Sometimes less is more, but Lovecraft's story, while very subtle in many respects, is not really about that. He described it as "a study in mood", and it is that. But it is also one of the most original and frightening depictions of body-horror ever imagined - what with cancerous effects on vegetables, animals and humans, all united in an universal, almost gnostic plight of the organic existence. In his story people deteriorate just like their rotten fruits and their diseased swine: they melt, crumble and fall to dust. THE COLOR is way too restrained to capture this particular effect of the story, and the little it shows is, sadly, done with computer instead of with practical effects. Actual make-up EFX would be far closer to Lovecraft's intrinsic concept of organic dread, and the latter is sorely lacking in this film.
The most damaging fault, however, lies in the film's almost parasitic attitude towards the story. THE COLOR conveys most of the events and concepts that Lovecraft wrote about, yet rarely feels like a true film, but rather as an illustration of the story's events. In other words, the text is not adequately translated into the language of cinema: the events are not fully dramatized the way movies do, so that the effect is somewhat equivalent to those Classics Illustrated comics which are not really, fully comics so much as illustrated key points of events of a given story. Or, eqivalent to those BBC adaptations of literary classics made for TV, so full of respect for the written word that they rarely use the visuals and sound for a stylization above literal illustration. Of course, THE COLOUR is not as dull or uninspired as the mentioned examples, but it has a similar attitude of describing rather than cinematically embodying the story.
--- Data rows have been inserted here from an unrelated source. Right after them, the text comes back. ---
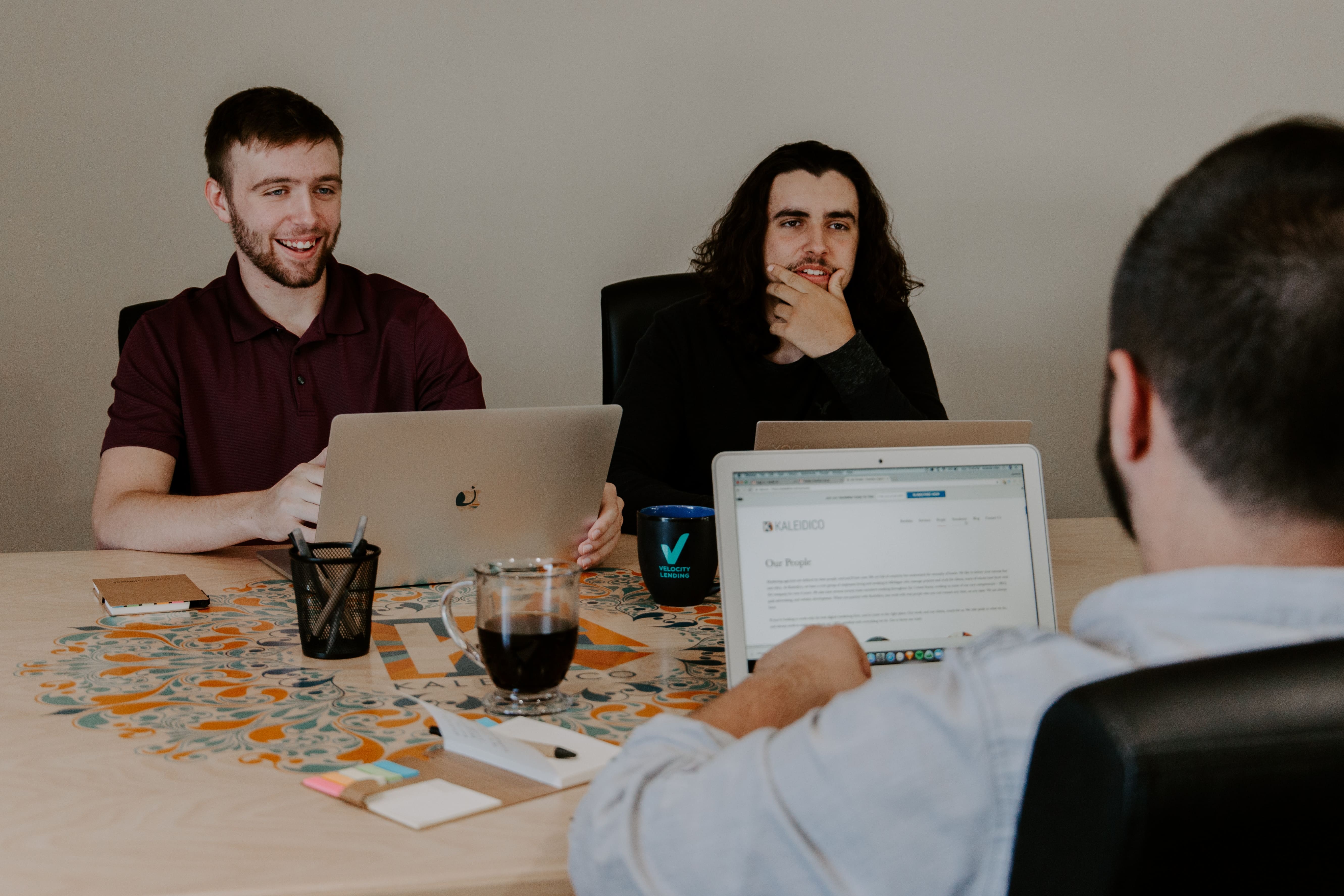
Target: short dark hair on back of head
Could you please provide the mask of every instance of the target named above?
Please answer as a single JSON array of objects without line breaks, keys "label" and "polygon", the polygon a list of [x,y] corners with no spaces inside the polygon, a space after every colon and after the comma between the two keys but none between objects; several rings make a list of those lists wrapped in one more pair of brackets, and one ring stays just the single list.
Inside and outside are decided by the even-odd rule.
[{"label": "short dark hair on back of head", "polygon": [[910,275],[891,232],[887,203],[859,160],[816,140],[785,144],[751,169],[691,258],[691,269],[706,285],[706,304],[753,355],[767,355],[780,347],[765,320],[762,302],[769,279],[762,253],[770,188],[775,177],[790,171],[805,171],[813,177],[833,171],[848,177],[859,193],[859,253],[844,293],[860,329],[870,310],[905,304],[922,286]]},{"label": "short dark hair on back of head", "polygon": [[1176,180],[1121,258],[1110,347],[1226,501],[1344,521],[1344,125],[1281,121]]},{"label": "short dark hair on back of head", "polygon": [[340,129],[316,103],[284,87],[251,87],[215,106],[206,125],[206,171],[227,195],[233,184],[226,163],[234,144],[289,146],[324,140],[336,144],[336,152],[344,156]]}]

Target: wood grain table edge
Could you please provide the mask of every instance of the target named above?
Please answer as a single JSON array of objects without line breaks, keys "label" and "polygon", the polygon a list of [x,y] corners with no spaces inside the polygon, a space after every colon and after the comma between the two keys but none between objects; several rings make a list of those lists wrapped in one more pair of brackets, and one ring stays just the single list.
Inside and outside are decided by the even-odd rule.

It results in an effect of detachment on part of the viewer who remains mostly unaffected emotionally by what's on screen. There should've been more drama of a family falling apart, more horror of bodies falling apart, more terror of a nature suddenly gone very, very wrong. Hints of all that are present, but are not fully realized.
With all that's said above, THE COLOR remains one of the best and most ambitious Lovecraft adaptations ever made; what it achieves is quite respectable and worthy of support; there are flashes of brilliance, occasionally inspired images and a memorable mood, so that this film is strongly recommended to all those who love H. P. Lovecraft's writings, because they are its prime audience. Those who yearn for unconventional, weird, spooky horror can also give it a try. It is a solid signpost in the right direction and I hope the director will continue following it and aiming for the skies.